Только тогда мое внутреннее напряжение немного отпустило.
Мы вышли на тропинку, где по обе стороны стояли синие палатки. Их пологи мягко трепетали на ветру, спускающемся с гор.
Мы вышли на восточную сторону лагеря, где находилась купальная зона.
Горный ручей был искусно направлен так, что образовал водопад, падающий в большое каменное озеро.
Я остановился, чтобы в полной тишине впитать эту картину.
Кристальная вода стекала непрерывным потоком.

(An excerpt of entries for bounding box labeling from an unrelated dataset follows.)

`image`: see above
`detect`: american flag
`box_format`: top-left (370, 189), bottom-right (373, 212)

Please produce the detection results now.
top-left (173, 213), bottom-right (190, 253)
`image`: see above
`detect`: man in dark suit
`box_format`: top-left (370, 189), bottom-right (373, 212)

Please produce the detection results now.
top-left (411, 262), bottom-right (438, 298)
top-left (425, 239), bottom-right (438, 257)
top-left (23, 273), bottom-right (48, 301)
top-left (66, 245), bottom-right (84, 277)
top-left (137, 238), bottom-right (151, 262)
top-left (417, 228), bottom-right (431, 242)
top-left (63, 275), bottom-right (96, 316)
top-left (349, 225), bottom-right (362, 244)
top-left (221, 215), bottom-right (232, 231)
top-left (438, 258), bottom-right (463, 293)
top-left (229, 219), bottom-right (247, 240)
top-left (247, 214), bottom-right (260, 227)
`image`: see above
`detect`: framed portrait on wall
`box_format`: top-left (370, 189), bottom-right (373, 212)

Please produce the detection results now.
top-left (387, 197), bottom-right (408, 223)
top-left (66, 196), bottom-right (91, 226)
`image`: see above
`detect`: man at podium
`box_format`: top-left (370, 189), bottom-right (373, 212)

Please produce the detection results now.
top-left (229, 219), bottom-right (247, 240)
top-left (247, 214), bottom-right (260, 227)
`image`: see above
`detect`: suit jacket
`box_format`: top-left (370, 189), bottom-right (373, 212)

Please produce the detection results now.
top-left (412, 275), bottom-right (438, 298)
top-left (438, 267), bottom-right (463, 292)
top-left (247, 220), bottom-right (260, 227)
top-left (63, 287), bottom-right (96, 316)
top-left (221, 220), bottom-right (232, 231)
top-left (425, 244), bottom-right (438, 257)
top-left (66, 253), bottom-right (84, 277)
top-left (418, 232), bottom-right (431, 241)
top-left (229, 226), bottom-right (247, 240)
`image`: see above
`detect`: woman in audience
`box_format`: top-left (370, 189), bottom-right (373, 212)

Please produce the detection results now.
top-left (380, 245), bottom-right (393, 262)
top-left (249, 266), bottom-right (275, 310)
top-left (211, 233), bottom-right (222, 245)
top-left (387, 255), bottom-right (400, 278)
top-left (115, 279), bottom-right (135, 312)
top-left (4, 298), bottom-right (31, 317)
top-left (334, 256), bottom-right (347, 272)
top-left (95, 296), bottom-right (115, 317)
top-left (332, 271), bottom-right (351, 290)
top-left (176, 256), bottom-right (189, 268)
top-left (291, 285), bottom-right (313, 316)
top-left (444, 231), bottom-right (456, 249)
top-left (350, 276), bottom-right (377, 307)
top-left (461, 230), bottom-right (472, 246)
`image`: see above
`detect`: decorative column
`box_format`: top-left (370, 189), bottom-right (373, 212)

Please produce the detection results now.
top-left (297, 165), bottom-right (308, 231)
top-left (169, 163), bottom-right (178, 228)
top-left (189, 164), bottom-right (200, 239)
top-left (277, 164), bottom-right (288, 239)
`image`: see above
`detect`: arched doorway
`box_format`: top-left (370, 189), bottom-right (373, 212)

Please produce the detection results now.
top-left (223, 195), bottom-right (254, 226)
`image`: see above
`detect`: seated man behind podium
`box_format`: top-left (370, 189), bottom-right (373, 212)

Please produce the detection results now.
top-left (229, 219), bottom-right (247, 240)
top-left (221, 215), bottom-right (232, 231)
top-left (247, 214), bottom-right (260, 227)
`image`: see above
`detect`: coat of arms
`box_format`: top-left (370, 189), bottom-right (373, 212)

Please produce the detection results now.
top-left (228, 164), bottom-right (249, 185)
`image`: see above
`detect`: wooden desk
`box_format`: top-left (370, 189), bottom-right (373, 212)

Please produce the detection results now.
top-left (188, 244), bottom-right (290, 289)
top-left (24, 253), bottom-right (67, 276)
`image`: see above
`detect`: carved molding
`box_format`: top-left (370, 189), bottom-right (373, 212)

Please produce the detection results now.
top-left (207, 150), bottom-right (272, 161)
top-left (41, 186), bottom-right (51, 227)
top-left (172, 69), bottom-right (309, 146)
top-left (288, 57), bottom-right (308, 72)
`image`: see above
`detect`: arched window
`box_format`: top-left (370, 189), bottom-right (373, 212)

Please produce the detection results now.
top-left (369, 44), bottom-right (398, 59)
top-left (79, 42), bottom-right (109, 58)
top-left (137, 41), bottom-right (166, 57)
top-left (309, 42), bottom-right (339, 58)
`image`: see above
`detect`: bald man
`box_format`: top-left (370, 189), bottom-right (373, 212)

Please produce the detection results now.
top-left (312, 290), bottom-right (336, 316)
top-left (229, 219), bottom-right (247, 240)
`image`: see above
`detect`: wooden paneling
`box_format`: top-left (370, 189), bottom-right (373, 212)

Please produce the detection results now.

Это место всегда дарило передышку после самых изнурительных тренировок.
Моник повернулась ко мне.
— Но, Лэй... Мне нужно знать одну вещь.
Я встретился с ней взглядом. и снова утонул в этих потрясающих карих глазах.
В них плескались сила, стойкость и открытое сердце.
По телу прошла странная горячая волна.
— Лэй, — начала она, ее голос был едва слышным шепотом, — у тебя... тело Шанель?
Я моргнул.
Вопрос был таким неожиданным, что сбил меня с ног.
Воспоминания о Шанель, о моей болезненной любви к ней и ее преждевременной смерти, хлынули в голову с такой остротой, что перехватило дыхание.
В груди сжался тугой узел.
Рана, которая едва начала затягиваться, будто снова разошлась, кровоточа по-живому.
Я выпустил руку Моник и сделал шаг назад.
Она внимательно наблюдала за моей реакцией.
В тот момент я хотел только одного, избежать этого вопроса.
Да что там, я бы с куда большим удовольствием вернулся к Ху и его адским тренировкам. Пусть бы на меня разом кинулись десять или даже двадцать бойцов с ножами и мечами.
Было бы легче отбиваться от них один за другим, чем разбить в дребезги то, как Моник видит меня.
Черт.
Тело сковал страх.
Леденящий ужас, что правда оттолкнет Моник, что она не сможет это принять... не сможет понять.
Что сказать? Что сделать?
Я не мог солгать.
Не ей.
Не после всего, как она приняла мою темную сторону, как сочувствовала моему стремлению победить отца.
Я сглотнул и встретился с ней взглядом.
Блядь.
И тут по венам ударила новая волна паники.
Я не мог позволить ей уйти.
Не после всего тепла, которое она мне отдала.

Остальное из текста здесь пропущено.